Kathryn, The List can be a source of worry. Have you noticed that it only grows, never shrinks! Fancy it being illegal to catch water from your own property. The thought actually scares me. Sounds like something from a bleak future scenario movie!

Kirsten said...

Living in suburbia we have water on tap of course, but I am very conscious that in some kind of crisis, we can live without electricity or gas - and we've made changes to our house over the past few years, like extra insulation and shading on the West side, to make it more energy efficient - but we can't live without water. We have a couple of very small tanks on our down pipes which we use for the garden, but they are not enough even for that purpose, and we have no potable tank water. It's on The List!
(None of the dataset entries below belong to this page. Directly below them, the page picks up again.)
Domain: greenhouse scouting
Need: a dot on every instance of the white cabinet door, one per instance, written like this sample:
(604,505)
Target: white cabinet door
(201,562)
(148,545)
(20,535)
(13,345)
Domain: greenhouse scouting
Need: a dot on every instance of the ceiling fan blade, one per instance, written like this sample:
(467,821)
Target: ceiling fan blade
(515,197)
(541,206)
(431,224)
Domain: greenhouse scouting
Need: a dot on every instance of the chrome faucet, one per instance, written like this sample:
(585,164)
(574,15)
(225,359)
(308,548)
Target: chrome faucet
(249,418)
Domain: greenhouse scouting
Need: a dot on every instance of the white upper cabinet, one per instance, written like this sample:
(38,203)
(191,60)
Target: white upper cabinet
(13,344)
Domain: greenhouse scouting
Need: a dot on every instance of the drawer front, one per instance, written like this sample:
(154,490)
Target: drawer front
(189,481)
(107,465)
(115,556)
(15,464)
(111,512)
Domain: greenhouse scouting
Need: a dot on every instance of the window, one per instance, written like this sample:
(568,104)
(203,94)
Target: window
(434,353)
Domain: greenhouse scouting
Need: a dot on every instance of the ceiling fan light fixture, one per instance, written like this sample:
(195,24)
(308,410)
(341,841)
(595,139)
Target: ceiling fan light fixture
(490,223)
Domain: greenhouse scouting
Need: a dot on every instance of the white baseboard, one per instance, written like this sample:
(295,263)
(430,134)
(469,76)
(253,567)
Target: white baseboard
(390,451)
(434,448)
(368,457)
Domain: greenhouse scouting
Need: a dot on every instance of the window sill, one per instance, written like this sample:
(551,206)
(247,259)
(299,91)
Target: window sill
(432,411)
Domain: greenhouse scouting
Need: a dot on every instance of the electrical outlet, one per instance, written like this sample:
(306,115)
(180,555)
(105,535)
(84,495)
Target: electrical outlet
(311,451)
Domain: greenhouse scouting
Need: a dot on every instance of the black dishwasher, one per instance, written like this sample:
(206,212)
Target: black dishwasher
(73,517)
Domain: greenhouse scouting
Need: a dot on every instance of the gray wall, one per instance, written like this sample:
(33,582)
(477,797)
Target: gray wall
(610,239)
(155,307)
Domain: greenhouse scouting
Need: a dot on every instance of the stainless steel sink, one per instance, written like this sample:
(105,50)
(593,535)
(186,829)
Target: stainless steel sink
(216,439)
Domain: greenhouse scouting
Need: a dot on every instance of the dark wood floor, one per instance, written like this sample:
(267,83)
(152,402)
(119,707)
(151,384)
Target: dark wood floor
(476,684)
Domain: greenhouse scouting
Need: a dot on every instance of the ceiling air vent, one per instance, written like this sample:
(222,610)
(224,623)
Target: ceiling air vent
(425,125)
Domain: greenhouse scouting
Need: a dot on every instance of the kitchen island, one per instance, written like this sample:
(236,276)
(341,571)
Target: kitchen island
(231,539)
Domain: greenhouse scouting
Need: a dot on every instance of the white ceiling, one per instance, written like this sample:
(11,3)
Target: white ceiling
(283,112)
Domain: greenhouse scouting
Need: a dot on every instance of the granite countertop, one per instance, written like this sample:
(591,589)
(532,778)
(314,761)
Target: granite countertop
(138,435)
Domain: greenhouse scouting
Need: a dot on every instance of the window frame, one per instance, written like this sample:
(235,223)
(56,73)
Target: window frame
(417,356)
Also, we are doing a lot of container gardening this year as we rearrange things in our yard, which takes a lot more watering. I want to get bigger, better water tanks, but I also plan to build some more water efficient vegetable gardens, using techniques like hugelkultur.

Oh The List. You are right, it is scary how it grows and grows...

Linda said...

Hi Kirsten,it's a sobering thought alright! I feel I should run fewer, more effective gardens. Strawberries under the fruit trees etc. I don' really know about hugelkuktur. I thought they were just Swales created from branches and stuff. I don't get how they would be effective on a flat garden.

Anonymous said...

Coming from third world country and growing up, we each only has 2 buckets to have shower with ( using a plastic mug, no shower head. So the 1st bucket was to wash, the 2nd to rinse. It sure saved water.

A lot of tips about living self sufficient and sustainable in this model world, i have experienced with ny childhood.

Linda said...

Wow Anonymous! You would be able to teach us so much and probably wonder why we are so wasteful. We are used to having it pretty easy. It would be good for everyone to experience life like you have, just to learn how to think differently about our consumption.